Local rice in banana leaf and tilapia fish stew with local sour fruit

local rice

Local rice in banana leaf and tilapia fish stew with local sour fruit

Rice from paddy grown on the hillside is a befitting accompaniment to the local dishes that are tasty and often spicy. Wrapping the cooked rice in a banana leaf lends a fragrant and ethnic feel to the dining experience. With belacan and lemongrass, spiced with lots of chili paste, this fish stew goes well with plenty of rice on the side. The unique ingredient here is the takob-akob a wild, small red fruit that adds a sour tang that will awaken any sluggish appetite.

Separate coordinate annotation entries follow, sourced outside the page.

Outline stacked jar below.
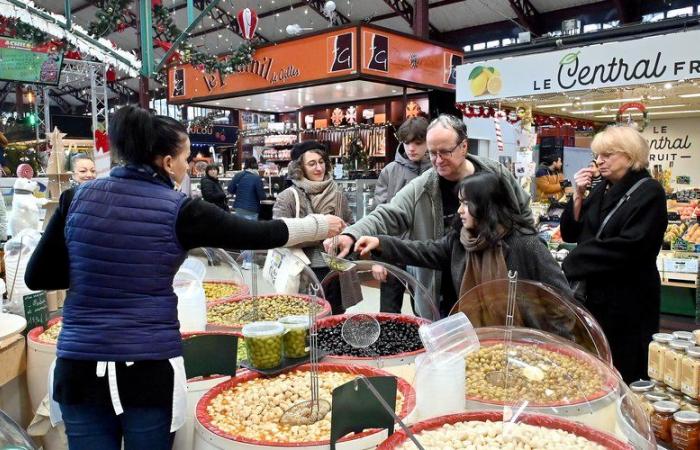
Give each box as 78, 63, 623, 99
651, 401, 680, 443
664, 339, 693, 393
671, 411, 700, 450
647, 333, 673, 383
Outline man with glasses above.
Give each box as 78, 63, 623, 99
372, 117, 432, 313
324, 114, 532, 319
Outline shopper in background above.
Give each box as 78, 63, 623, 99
535, 156, 564, 202
226, 156, 267, 220
25, 106, 343, 450
355, 172, 573, 338
561, 126, 667, 383
372, 117, 432, 313
272, 141, 352, 314
324, 114, 533, 319
70, 153, 97, 185
199, 164, 228, 212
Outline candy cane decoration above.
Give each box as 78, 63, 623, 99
493, 110, 507, 152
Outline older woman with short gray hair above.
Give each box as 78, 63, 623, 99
561, 126, 667, 383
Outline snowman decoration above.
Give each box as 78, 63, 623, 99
7, 177, 47, 236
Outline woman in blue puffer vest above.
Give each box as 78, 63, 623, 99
25, 106, 345, 450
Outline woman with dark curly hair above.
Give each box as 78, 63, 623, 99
272, 141, 352, 314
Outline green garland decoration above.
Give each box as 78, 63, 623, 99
89, 0, 255, 74
88, 0, 133, 37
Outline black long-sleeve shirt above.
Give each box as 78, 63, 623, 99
25, 188, 289, 407
25, 188, 289, 290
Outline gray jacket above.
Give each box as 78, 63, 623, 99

FOR LOCAL RICE IN BANANA LEAF FOR LOCAL RICE IN BANANA LEAF

300 g local rice (beras bukit)

1 pc banana leaf
5 g palm oil
5 g salt

 


FOR TILAPIA FISH STEW WITH LOCAL SOUR FRUIT

400 g tilapia

1 kg palm oil
30 g ginger, minced
30 g garlic, minced

15 g shallot, minced

100 g chili paste (chili boh)
5 g prawn paste (belacan)
5 g Iemongrass, minced
30 g takob-akob, local sour fruit
5 g salt
5 g sugar


Cook the rice in the same way as you would normal rice, adding palm oil and salt to cook at the same time. When the rice is cooked, wrap it up in the banana leaf and serve.

FOR TILAPIA FISH STEW WITH LOCAL SOUR FRUIT
Clean the tilapia, rub some salt over the fish and fry in the oil. Remove and drain the fish.
 
Heat a little oil in a pot than add ginger garlic, shallot, chili paste, prawn paste, Iemongrass, and local sour fruit. Add in seasonings (salt and sugar and then the fish). Continue to cook for 3 minutes.
 
When cooked, remove from heat and serve.